For every business, data science is the foundation of enabling a successful transformation into an AI-powered enterprise. Data analytics and machine learning drive smarter business decisions, greater operational efficiency, and higher levels of customer satisfaction.
Streamlining the data science workflow is essential to ensuring that organizations can mine oceans of data for valuable insights and predictions that can power business. Unfortunately, today's enterprise machine learning is built on a legacy architecture that was never designed for the unique demands of ingesting, preparing and ultimately training ML algorithms with speed and efficiency - attributes which are native to the world of GPUs.

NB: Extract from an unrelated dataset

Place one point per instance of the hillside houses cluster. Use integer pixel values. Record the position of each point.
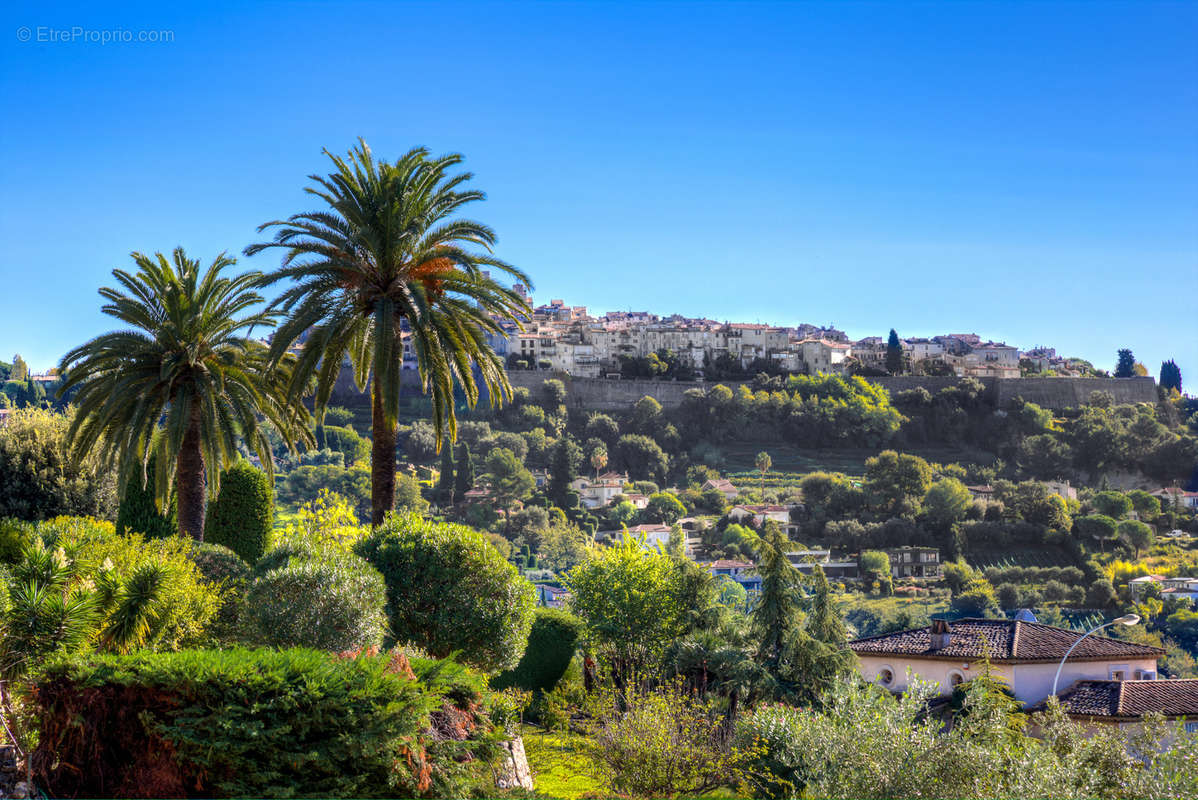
(569, 339)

GPU-accelerated data science enables a new, faster method to drastically improve the speed and efficiency of data science initiatives:
- Oak Ridge National Labs - saw a 215X speedup using RAPIDS with XGBoost
- a large retailer expects they can reduce the error rate on their inventory forecast models by 4% - which could net hundreds of millions to almost a billion dollars in savings
- a streaming media company experienced a 24X speedup in ML training, which could net a $1.5M savings in legacy infrastructure - now replaced with a single GPU node
Data science talent is hard to find, and maybe harder to retain if they're not adequately equipped to do their best work, with the best tools available. If your valued innovators are spending an appreciable amount of their day waiting on ingesting a CSV file, data analysis, data preparation or training a model, they're likely bored or taking too many coffee breaks while they wait. Neither of which is great from a talent retention perspective.
With the advent of GPU-accelerated data science, talent no longer needs to feel restricted by their platform. Previously, data science workflow could involve wrangling gigabyte-plus size CSVs and training models over the course of hours or days. This process made machine learning development slow and cumbersome. GPU-computing is now helping the enterprise get easier insights and faster predictions from machine learning models. Now data scientists can benefit from an end-to-end workflow that's faster, more productive and yields models with the best accuracy possible, at the lowest cost.